Held: Monday, 13 October 2014

Summary

We consider the well-known problem of sorting. Along the way, we consider some issues in testing and object-oriented design.

Related Pages

Overview

• The problem of sorting.
• An object-oriented approach.
• Testing our sorting algorithm.

• New lab partners (although it won't matter so much today)!
• Office hours
• Normal this week (MThF 1:45-3:15; walking 1:15-1:45)
• I may be hanging out by the Grill during class prep times
• I've added a variety of questions and answers to the exam. (Yes, it takes time to do so. I think it's worthwhile.)
• I've slightly cleaned up the eboards from Wednesday and Friday since so many people could not attend those classes.

### Upcoming Work

• Exam 1 due Thursday.
• Required prologue due tonight!
• Yes, I can send you your prologue.
• Required epilogue due Friday night.
• Sorting Basics
• The reading recaps and extends what we'll discuss in class today.

### Notes from the Prologues

• Please don't write "suck up" answers on the prologues. E.g., "Oh, this question will give me the opportunity to learn much more about an important topic." (paraphrased)
• Many of you are saying that you should write `average` before writing the tests. But that's backwards. If you write the tests first, and think about the corner cases, you'll be much more likely to understand likely problems.
• You should have learned from an early homework that you can't just add up the values and then divide for the averaging problem; integer (or long) overflow will kill you.
• Loop invariants are a way to think more carefully about the state of the program while it is running. (They are also useful for proving things correct.) In general, we'll use pictorial loop invariants for arrays, but also try to write them formally.
• When describing the values in an array, we may use a series of question marks to indicate that we know nothing about the values in the part of the array.
• In general, Big-O should be intuitive if you think about how algorithms work.
• If you have to shift the elements in an array, that shifting will generally take O(n) steps
• If you have to get the ith element of a linked list, that will take O(i) steps.

### Extra Credit

• BCC Faculty Chat, Tuesday, October 14, 7pm
• Thursday Extras, 4:30 p.m. Thursday, October 16, Grad School in CS
• CS Table Friday (Day PDR): TBD

#### Peer Support

• Ajuna's Radio show Mondays at 8pm. Listen to African music

### Project Planning

Question: In the second half of the semester, you will do a project.

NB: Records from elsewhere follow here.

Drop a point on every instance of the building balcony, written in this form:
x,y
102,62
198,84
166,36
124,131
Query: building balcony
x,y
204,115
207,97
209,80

There are three possibilities right now.

• Set up Ushahidi for someone else on campus.
• Write a JSON parser.
• Build something that creates sport schedules. (We even have a client for this one.)

We'll do a quick discussion and then come back to the question immediately after break.

## The problem of sorting

• Goal: Given a collection of values, put them in order.
• How do you decide what order?
• Sometimes we use the natural ordering.
• Sometimes we use a comparator.

## An object-oriented approach

• We'll build a `Sorter` interface.
• Will the individual objects ever need more than one copy? Probably not. We'll see how to handle that issue later.
• The basic method: Sort an array of T's using an appropriate comparator.
• I'll ask you to fill in the blanks (preconditions, postconditions, etc.)

## Testing sorters

• How do we test a sorter?
• Three basic approaches:
• Systematically generate a lot of samples and see that it works on all of them
• Randomly generate a lot of samples and see that it works on all of them
• Perhaps do a few special cases
• How do we know that a sort method has succeeded?
• The result is in order
• The result is a permutation of the original array
• We can check these by writing `inOrder` and `isPermutation` predicates, but those are a pain.
• A better strategy:
• Make a copy.
• Permute the copy.
• Sort the permuted copy.
• Compare to the original array.
• For the random samples approach, we just need a "randomly permute" method.
• For the systematic approach, we might want to make all permutations. But how?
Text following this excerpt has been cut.